Has all those funny sports on the channel that us "Common wealth" countries (diet of Football/soccer, rugby and cricket with tennis and golf thrown in on the side dont quite get)...I think OSN does provides for it, they have fox...maybe just call them? The only other alternative is Dstv transmitted from Johannesburg South Africa which has ESPN. There is people who will do it for you, (needs special dish decoder etc) and it is expensive, (payable in US$ only) but the Dstv sallelite is not supposed to cover Egypt/Tunisia/Algeria/Morrocco, so not legal.


----------



## bat (Dec 1, 2010)

gerhardme1954 said:


> Has all those funny sports on the channel that us "Common wealth" countries (diet of Football/soccer, rugby and cricket with tennis and golf thrown in on the side dont quite get)...I think OSN does provides for it, they have fox...maybe just call them? The only other alternative is Dstv transmitted from Johannesburg South Africa which has ESPN. There is people who will do it for you, (needs special dish decoder etc) and it is expensive, (payable in US$ only) but the Dstv sallelite is not supposed to cover Egypt/Tunisia/Algeria/Morrocco, so not legal.


Or easier VPN cost 6-7 sterling a month and you get uk and USA channels, my niece been here 2 weeks and every night catches up on corra, eastenders, and emmerdale.
Not tried USA channels as yet, though.


----------



## Moe599 (Jun 26, 2011)

Yeah I have a VPN as well which works great. However the channel would have to broadcast online in order to watch them. You would not be Able to watch anything live. I had to get both a VPN and pay a monthly subscription to watch my American football live.
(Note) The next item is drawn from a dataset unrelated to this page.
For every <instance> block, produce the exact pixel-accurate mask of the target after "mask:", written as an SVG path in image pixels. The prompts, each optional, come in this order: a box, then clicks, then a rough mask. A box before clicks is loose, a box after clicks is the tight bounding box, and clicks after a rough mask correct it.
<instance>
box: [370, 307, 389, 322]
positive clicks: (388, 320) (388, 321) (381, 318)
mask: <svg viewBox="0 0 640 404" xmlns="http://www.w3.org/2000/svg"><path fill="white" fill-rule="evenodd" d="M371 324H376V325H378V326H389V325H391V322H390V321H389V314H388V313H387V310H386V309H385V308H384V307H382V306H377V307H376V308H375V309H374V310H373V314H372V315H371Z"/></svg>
Sent from my iPhone using ExpatForum


----------



## gerhardme1954 (Jul 6, 2011)

O/K, seems much easier than my version. 
Enjoy! Had fun last year in Atlanta watching NFL football, never really got to understand it, (the BIG motorcycle type helmets and being offside most of the time made quite an impression on me) but the admosfere in the stadium was out of this world, and I loved those pom-pom girls doing there thing on the sideline. Saw the Braves playing baseball at Turner stadium, and that was great, had a real good time - no pom-pom girls, but the red indian braves theme around the stadium was cool, and I am hooked on those corndogs, must have had at least 10. Hope to check out basketball and ice hockey next time.


----------



## marenostrum (Feb 19, 2011)

bat said:


> every night catches up on corra, eastenders, and emmerdale.
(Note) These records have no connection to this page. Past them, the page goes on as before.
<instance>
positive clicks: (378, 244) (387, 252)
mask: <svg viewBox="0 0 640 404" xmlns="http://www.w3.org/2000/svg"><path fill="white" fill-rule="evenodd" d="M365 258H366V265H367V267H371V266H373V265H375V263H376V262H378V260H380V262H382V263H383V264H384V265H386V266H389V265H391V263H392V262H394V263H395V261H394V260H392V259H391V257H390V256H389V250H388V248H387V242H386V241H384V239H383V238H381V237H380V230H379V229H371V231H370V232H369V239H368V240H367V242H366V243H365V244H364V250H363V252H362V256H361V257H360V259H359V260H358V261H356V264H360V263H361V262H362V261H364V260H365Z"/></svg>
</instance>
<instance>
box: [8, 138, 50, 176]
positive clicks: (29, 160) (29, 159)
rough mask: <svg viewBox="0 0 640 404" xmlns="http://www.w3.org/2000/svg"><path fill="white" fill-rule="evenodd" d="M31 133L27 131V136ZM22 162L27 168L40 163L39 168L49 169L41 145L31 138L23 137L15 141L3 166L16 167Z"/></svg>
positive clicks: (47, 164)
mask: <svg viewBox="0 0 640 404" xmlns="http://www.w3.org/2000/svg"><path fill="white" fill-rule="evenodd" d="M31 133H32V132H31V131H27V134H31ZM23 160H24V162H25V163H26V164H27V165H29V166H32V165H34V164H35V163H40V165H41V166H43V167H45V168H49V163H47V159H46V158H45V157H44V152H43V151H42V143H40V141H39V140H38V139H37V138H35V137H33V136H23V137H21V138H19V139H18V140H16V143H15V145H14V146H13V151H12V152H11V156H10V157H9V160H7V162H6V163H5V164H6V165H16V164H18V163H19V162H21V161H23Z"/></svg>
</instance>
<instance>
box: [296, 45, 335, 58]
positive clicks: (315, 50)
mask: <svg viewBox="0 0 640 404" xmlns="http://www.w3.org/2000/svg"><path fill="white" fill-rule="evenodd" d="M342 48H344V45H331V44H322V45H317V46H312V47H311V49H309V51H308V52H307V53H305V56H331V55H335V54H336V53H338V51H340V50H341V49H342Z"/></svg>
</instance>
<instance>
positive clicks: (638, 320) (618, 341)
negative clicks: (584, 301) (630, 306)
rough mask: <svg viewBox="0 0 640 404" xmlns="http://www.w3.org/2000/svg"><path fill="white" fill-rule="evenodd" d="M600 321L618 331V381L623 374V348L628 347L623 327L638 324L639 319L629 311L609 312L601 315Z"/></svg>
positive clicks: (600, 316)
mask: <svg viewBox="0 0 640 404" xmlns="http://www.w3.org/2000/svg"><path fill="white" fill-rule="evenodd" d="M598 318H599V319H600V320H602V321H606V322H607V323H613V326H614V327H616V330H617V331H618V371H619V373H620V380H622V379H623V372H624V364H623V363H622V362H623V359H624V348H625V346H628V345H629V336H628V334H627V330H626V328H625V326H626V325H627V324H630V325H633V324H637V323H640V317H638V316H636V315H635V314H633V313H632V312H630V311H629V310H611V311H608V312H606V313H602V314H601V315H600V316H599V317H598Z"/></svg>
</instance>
The one wonders why the youth today are so broken....


----------



## Moe599 (Jun 26, 2011)

gerhardme1954 said:


> O/K, seems much easier than my version.
> Enjoy! Had fun last year in Atlanta watching NFL football, never really got to understand it, (the BIG motorcycle type helmets and being offside most of the time made quite an impression on me) but the admosfere in the stadium was out of this world, and I loved those pom-pom girls doing there thing on the sideline. Saw the Braves playing baseball at Turner stadium, and that was great, had a real good time - no pom-pom girls, but the red indian braves theme around the stadium was cool, and I am hooked on those corndogs, must have had at least 10. Hope to check out basketball and ice hockey next time.


You just struck my tummy! Was it a corn dog or a hot dog? The hotdogs at the ballpark, I tell you can't get any better. I'm salivating over here. 
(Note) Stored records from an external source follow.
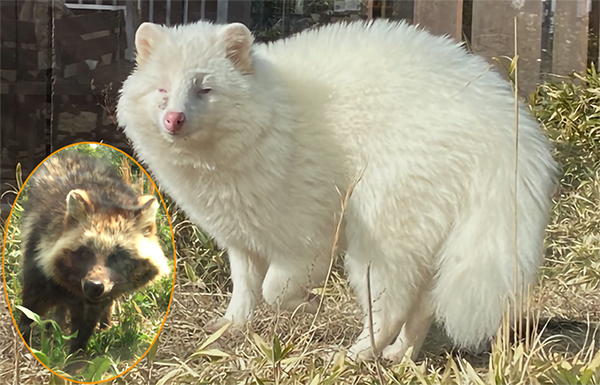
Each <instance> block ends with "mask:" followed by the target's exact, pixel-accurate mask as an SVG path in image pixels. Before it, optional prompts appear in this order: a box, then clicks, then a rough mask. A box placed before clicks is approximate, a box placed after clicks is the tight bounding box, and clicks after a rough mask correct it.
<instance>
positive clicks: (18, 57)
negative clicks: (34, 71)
mask: <svg viewBox="0 0 600 385" xmlns="http://www.w3.org/2000/svg"><path fill="white" fill-rule="evenodd" d="M0 55H1V56H0V68H2V69H3V70H9V71H31V70H36V69H37V68H38V53H37V51H29V50H24V49H17V48H7V47H0Z"/></svg>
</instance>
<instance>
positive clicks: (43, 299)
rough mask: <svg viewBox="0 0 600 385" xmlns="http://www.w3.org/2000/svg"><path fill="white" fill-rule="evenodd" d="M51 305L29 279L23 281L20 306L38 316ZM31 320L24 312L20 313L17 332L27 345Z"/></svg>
mask: <svg viewBox="0 0 600 385" xmlns="http://www.w3.org/2000/svg"><path fill="white" fill-rule="evenodd" d="M53 305H54V303H52V302H51V301H50V300H49V299H47V298H45V297H44V296H43V295H42V293H40V291H39V290H36V287H35V286H34V285H32V284H31V281H28V280H25V281H24V283H23V294H22V303H21V306H23V307H25V308H27V309H29V310H31V311H32V312H34V313H35V314H37V315H39V316H40V317H43V316H44V315H45V314H46V312H47V311H48V310H49V309H50V308H51V307H52V306H53ZM32 322H33V321H32V320H30V319H29V317H27V316H26V315H25V313H21V316H20V318H19V332H20V333H21V335H22V336H23V339H24V340H25V342H26V343H27V345H29V339H30V337H31V323H32Z"/></svg>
Sent from my iPhone using ExpatForum


----------



## aPerfectCircle (Sep 23, 2011)

Hey guys,

I am subscribed to Al Jazeera Sports channels and they offer the following channels in addition to their normal broadcasting sports channels.

NBA TV
ESPN
ESPN America
ESPN Classic

I am not quite sure if you have to pay additional costs for it, but I had them included when I renewed my subscription last year.

Hope I was of any help.


----------



## Thane.Strandberg (Jul 9, 2010)

Hi Moe,

I can tell you that Al Jazeera has a package for their 9 sports channels plus I think 3 x ESPN channels plus NBA - go to jsc-cards, but 125 Sterling to buy the card, then 60 or so for the channels per year. I like to think that there is an Egyptian service provider.


----------



## Moe599 (Jun 26, 2011)

Hey Thane. I have hotbird and nilesat. I'm confused would it still work or do I have to switch satellite carriers?

Sent from my iPhone using ExpatForum


----------



## gerhardme1954 (Jul 6, 2011)

Moe599 said:


> You just struck my tummy! Was it a corn dog or a hot dog? The hotdogs at the ballpark, I tell you can't get any better. I'm salivating over here.
> 
> Sent from my iPhone using ExpatForum


 Corn dog. We have hotdogs in SA, good ones too, so nothing unusual there, so I wanted a corndog. Loved it!!


----------



## gerhardme1954 (Jul 6, 2011)

Moe599 said:


> Hey Thane. I have hotbird and nilesat. I'm confused would it still work or do I have to switch satellite carriers?
> 
> Sent from my iPhone using ExpatForum


 You have to switch, they are on different satelites. I understand you can connect to both, but needs some sort of converter on the decoder to switch from the one to the other. Anyway that is what the Egyptian guy that set mine up told me. If you have OSN you have to be on Nilesat...


----------